Eoin Treacy's view Thank you for a topical question which I'm sure will be of interest to other subscribers. Fullermoney has often referred to sliver as "high beta gold" and this is no less true today. Silver has rallied impressively run over the last month and rallied more than $4 in the last five days alone. It is outpacing gold and appears to be bouncing from an historic level of resistance relative to the yellow metal.
Gold at 50 times the price of silver has offered an inflection point on at least five occasions since 1998. The ratio has accelerated lower and is testing that level today. Additional follow through tomorrow would likely indicate the onset of a period of underperformance for silver.
The Dow Jones Industrials / Silver ratio continues to extend the 9-year downtrend and a break of the medium-term progression of lower rally highs would be required to question the consistency of sliver's secular outperformance.

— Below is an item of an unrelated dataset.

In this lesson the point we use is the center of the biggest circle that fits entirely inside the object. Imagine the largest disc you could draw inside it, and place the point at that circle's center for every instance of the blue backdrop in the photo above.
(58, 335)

This 10yr chart of silver displays a notable consistency in the size of advances following breakouts from lengthy trading ranges. In 2003, silver broke out of its base and rallied from $5.40 to $8.50 (57%). In 2005 it broke out of an 18-month consolidation, rallying from approximately $8.50 to $15 (76%). In 2007 silver completed another 18-month consolidation and rallied from $15 to $21.40 (42%). It broke out a 30-month consolidation in September rallying from $20 to $28.79 (44%) as of the time of writing. This would suggest that a rise in the order of 50% following a major breakout could be considered average for this market.
Silver has clearly accelerated, reached an area of potential resistance relative to gold and its advance to date is closing in on what could be considered the upper limit when compared to similar breakouts over the last decade. The $30 level appears to be offering at least near-term resistance today and the odds have increased that an unwinding of recent powerful gains is unfolding.
Palladium has also accelerated and is now more than $200 above its 200-day MA but pulling back today. Gold broke successfully above $1400 this week but closed below that level today. Platinum has also pulled back somewhat today.
On previous occasions, medium-term peaks in silver have been confirmed by concurrent downward dynamics on the other precious metals. Given the acceleration in silver and palladium and today's weak closes, the odds that a medium-term peak has been reached have increased substantially.